Being on camera can be nerve-racking. Your ability to relax into the moment determines how well your humanity shines through. The Sacred Space acts as insulation.
As film directors, we’ve learned that the one-on-one relationship with a leader is crucial for bringing out their best.
→ The Leadership in Focus Video Series covers multiple topics from the interviews. Be sure to view the rest of the series.
David Brancaccio: With television, it’s always a big rigamerole. What do we got, seven people here today? That’s how it always is, and it can be distracting, and you have to focus your attention to the things that matter.
Vern Oakley: Ultimately it’s just two people. You and the camera or you and the person, and if we can relax into that moment your humanity comes out. I call that “The Sacred Space.”
David Brancaccio: What’s the sacred space?

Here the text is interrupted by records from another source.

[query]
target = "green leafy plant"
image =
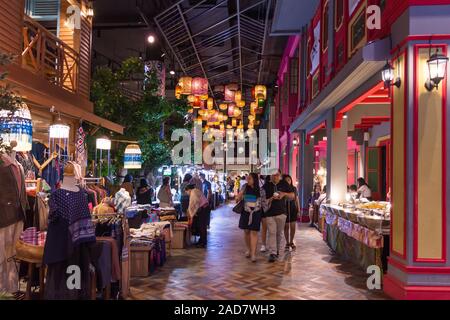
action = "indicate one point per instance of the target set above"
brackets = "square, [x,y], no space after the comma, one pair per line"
[145,117]
[9,100]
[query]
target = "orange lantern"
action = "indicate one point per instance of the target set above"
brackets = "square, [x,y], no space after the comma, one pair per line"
[238,96]
[210,103]
[241,103]
[261,92]
[186,85]
[199,86]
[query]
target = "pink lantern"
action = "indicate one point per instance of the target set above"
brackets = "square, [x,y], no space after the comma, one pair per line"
[199,86]
[230,92]
[231,110]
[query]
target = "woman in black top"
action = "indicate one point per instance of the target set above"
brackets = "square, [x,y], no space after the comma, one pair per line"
[292,215]
[145,193]
[250,220]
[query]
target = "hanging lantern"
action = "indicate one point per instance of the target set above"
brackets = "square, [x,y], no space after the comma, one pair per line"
[178,91]
[17,127]
[59,130]
[186,85]
[238,96]
[197,102]
[199,86]
[231,110]
[437,68]
[210,103]
[191,98]
[103,143]
[230,92]
[132,157]
[261,92]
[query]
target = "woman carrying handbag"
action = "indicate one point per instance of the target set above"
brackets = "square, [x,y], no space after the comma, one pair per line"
[250,203]
[292,216]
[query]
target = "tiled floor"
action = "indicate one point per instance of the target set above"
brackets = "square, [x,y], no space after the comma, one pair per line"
[222,271]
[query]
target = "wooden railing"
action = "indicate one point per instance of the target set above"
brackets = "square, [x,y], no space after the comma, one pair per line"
[45,54]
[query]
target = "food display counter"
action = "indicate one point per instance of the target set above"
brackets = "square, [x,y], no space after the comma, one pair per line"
[358,232]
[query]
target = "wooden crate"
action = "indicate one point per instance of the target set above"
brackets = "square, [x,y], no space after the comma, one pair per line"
[140,261]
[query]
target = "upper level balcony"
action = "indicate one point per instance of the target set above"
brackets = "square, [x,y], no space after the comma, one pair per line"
[49,57]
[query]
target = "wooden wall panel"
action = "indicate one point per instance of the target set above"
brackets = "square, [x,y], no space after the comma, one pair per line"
[85,57]
[11,22]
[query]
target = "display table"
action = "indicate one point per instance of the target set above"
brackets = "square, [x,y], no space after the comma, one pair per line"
[357,235]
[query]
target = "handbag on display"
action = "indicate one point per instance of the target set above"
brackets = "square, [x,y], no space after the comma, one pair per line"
[239,207]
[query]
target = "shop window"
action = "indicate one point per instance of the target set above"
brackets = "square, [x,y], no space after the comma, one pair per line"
[315,85]
[293,74]
[285,90]
[325,19]
[357,31]
[340,54]
[339,13]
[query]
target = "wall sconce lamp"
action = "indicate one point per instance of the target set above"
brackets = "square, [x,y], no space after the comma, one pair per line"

Vern Oakley: The sacred space is your communication as a director with your actor, your CEO, your leader that you’re putting on camera because, hey, you know, you pull out and you see there’s lights here, there’s makeup, there’s multiple cameras, there’s the producer, there’s the people taking notes on all this stuff. You have to keep that away. It all comes down to this one moment, this moment that we’re filming you on camera. Words are a portion of it, vocal tonality is a portion of it, and body language is a portion of it. And our goal is to get all three of those in concert, working together to communicate an idea.